Quando os faltos vieram à tona, em 2010, as primeiras denúncias de que haveriam fraudes de holerites para contrair os empréstimos consignados junto à instituições bancárias eu não era vereador, já que fiquei na suplência da legislatura 2009-2012. Somente assumi uma cadeira na Câmara de Vereadores no início de 2011 depois de ter exercido a função de secretário Municipal de Educação à convite do prefeito interino, o juiz e hoje desembargador Eduardo Rocha, na esteira da Operação Uragano.
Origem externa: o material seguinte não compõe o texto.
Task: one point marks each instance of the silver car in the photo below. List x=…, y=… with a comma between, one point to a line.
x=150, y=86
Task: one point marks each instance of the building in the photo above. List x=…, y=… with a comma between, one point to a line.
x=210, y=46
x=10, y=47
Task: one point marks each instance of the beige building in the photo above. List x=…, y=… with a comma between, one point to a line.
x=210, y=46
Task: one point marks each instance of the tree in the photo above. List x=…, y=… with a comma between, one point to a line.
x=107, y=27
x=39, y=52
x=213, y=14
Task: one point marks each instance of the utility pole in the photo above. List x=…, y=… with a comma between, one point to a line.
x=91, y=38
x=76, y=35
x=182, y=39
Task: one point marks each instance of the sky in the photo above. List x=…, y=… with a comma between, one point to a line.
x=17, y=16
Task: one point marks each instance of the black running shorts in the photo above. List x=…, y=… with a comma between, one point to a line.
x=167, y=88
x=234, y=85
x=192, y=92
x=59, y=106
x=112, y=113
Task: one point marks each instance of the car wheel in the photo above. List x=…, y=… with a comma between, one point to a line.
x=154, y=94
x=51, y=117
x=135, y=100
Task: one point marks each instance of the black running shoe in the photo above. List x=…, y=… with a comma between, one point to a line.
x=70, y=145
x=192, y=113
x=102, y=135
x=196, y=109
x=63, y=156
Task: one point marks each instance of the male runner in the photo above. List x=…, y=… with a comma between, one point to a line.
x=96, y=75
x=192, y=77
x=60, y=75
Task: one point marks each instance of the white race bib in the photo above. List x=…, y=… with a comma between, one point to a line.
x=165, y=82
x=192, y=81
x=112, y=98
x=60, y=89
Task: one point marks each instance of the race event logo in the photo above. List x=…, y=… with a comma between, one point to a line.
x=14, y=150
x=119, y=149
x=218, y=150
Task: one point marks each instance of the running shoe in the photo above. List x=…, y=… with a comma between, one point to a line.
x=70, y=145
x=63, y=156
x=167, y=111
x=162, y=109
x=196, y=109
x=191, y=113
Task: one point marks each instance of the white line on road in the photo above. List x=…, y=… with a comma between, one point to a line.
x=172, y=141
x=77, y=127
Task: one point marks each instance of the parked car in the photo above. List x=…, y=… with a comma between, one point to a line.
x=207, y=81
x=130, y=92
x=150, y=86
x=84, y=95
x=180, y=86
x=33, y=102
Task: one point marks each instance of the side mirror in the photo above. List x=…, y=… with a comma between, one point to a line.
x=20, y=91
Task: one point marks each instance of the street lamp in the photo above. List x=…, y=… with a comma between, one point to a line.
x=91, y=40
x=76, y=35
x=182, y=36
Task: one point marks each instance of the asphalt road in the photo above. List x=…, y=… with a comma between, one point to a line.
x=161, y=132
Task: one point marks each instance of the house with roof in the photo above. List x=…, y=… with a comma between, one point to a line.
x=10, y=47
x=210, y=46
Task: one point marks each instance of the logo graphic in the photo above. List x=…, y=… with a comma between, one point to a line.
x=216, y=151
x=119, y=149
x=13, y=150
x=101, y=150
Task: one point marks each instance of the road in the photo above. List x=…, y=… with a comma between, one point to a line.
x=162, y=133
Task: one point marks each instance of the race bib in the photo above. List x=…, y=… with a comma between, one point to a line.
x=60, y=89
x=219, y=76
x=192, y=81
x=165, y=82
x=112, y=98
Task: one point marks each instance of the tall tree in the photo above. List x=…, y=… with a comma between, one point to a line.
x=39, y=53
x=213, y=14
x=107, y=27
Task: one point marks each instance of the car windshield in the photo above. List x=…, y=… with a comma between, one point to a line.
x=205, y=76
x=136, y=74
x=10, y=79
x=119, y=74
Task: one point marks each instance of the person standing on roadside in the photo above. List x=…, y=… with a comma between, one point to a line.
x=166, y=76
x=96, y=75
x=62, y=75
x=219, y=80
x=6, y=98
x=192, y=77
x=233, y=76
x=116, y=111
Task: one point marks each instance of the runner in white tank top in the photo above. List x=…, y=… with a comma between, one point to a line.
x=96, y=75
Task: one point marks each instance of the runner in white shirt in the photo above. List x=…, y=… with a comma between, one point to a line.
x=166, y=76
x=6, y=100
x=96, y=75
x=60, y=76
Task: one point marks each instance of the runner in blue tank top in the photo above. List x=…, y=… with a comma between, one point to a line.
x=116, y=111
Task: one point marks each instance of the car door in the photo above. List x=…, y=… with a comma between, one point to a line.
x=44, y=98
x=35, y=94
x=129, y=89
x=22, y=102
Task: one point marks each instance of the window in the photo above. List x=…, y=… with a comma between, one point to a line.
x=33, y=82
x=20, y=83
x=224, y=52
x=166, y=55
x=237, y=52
É importante lembrar que a Operação Uragano levou à cassação do prefeito, vice e oito vereadores criando uma crise institucional em Dourados mediada pelo Poder Judiciário. Durante o desenrolar, a Câmara Municipal teve quatro presidentes antes de eu assumir a presidência em abril de 2011, em eleição suplementar. Foi um período atípico e confuso na política douradense.
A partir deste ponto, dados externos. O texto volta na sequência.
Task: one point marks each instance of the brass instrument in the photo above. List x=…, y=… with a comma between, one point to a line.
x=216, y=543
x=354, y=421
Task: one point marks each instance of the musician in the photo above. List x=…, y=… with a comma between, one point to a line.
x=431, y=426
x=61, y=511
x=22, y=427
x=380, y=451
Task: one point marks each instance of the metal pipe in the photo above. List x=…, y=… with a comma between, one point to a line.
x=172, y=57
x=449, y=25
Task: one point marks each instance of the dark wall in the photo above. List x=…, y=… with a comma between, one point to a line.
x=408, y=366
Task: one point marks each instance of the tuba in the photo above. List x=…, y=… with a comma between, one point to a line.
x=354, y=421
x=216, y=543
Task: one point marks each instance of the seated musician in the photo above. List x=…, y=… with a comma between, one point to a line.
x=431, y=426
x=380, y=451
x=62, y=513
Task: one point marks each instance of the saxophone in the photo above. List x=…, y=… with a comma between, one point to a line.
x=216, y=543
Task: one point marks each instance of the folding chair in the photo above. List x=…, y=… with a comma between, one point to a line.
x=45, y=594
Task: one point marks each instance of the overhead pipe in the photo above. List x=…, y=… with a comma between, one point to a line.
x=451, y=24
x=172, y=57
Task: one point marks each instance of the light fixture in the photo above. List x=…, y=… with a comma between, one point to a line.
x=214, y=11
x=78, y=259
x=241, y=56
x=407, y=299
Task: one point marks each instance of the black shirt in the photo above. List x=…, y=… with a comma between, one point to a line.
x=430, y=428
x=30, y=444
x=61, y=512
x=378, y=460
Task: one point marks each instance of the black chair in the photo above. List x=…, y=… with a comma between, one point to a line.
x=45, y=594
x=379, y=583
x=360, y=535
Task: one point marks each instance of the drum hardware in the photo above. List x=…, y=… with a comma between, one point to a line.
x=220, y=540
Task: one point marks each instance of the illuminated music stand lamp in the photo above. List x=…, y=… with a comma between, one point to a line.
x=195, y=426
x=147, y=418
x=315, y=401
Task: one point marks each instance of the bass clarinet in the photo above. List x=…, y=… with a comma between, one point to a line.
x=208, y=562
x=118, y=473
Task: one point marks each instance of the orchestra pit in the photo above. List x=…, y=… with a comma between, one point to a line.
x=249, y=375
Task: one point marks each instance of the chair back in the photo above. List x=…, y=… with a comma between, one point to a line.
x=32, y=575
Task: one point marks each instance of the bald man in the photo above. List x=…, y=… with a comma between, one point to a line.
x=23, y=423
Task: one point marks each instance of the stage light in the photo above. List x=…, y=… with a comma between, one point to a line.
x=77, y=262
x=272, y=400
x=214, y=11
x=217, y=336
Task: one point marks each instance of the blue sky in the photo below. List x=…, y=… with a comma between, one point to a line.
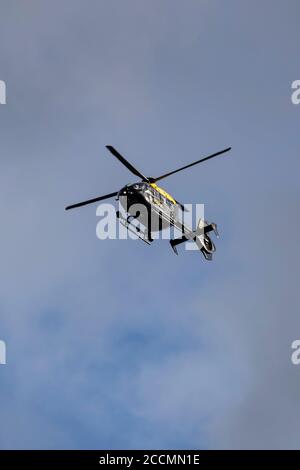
x=115, y=344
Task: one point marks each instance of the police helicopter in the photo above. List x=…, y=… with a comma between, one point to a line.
x=151, y=200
Diante do exposto esclareço que:
1) A Operação Câmara Secreta foi deflagrada pelo Gaeco (Grupo de Atuação de Combate ao Crime Organizado) a poucos dias após minha posse na presidência do Poder Legislativo de Dourados.
2) Em seis anos na presidência da Câmara de Dourados jamais requeri adicional de 50% sobre o salário de vereador como previsto na legislação atual.
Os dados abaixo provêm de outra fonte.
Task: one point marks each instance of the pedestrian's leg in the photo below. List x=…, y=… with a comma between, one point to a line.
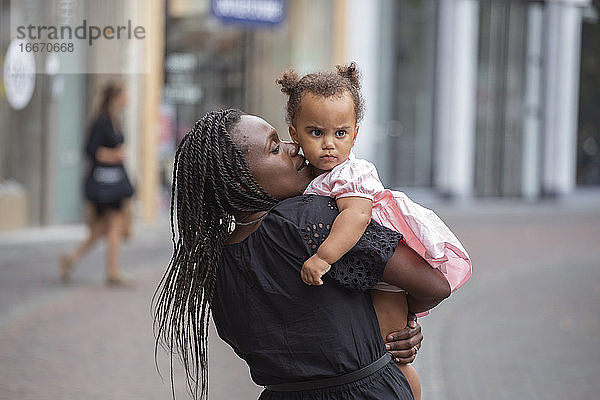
x=96, y=229
x=114, y=236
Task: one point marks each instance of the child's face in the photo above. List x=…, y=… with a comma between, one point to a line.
x=326, y=129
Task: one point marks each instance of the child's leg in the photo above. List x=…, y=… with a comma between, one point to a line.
x=392, y=313
x=413, y=379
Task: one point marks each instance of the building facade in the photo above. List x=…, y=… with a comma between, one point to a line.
x=464, y=98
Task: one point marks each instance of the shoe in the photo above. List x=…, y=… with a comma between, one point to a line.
x=119, y=280
x=65, y=266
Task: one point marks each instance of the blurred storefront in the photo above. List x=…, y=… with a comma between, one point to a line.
x=465, y=98
x=42, y=135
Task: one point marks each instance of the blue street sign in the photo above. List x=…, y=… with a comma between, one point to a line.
x=264, y=12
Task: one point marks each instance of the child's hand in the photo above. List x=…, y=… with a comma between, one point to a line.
x=313, y=269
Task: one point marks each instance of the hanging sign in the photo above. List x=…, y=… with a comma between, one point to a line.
x=266, y=12
x=19, y=75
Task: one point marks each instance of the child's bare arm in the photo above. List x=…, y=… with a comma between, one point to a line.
x=348, y=227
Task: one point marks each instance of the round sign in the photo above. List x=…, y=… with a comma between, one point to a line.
x=19, y=75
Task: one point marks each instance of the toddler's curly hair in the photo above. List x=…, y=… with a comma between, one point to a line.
x=325, y=83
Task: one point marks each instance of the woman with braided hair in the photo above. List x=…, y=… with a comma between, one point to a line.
x=241, y=232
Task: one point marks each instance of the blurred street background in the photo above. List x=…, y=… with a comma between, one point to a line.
x=487, y=111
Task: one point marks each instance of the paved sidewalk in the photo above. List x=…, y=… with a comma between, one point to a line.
x=526, y=326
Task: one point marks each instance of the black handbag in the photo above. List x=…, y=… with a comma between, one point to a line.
x=108, y=184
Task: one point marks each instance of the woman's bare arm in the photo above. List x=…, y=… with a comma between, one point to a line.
x=426, y=286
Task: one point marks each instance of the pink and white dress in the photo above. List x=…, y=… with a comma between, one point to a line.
x=422, y=229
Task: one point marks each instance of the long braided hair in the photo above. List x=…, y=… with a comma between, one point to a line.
x=211, y=183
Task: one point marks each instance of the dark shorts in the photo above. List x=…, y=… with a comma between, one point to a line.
x=101, y=208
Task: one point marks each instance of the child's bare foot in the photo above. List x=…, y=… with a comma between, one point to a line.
x=65, y=265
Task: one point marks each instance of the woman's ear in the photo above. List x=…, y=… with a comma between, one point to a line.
x=355, y=134
x=293, y=134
3) Não participei e não há nenhum familiar ou funcionário meu envolvido no caso.
4) Não autorizei a exclusão de dados do sistema de informação utilizando software CCleaner.
5) Sempre atendi as solicitações da Justiça, do MPE e controle externo do Tribunal de Contas, ao longo de seis anos na presidência da Câmara Municipal.
6) Tenho o reconhecimento da população pelo trabalho que coordenei na recuperação da imagem do Legislativo Municipal depois da Operação Uragano.
7) Minha trajetória de vida pública como secretário de Estado e Municipal de Educação, vereador e presidente da Casa sempre foi pautada pela paixão organizacional e zelo pelo serviço público.
8) Vou me defender e provarei nas instâncias judiciárias a improcedência dessa acusação.
Dourados (MS), 06 de novembro de 2017.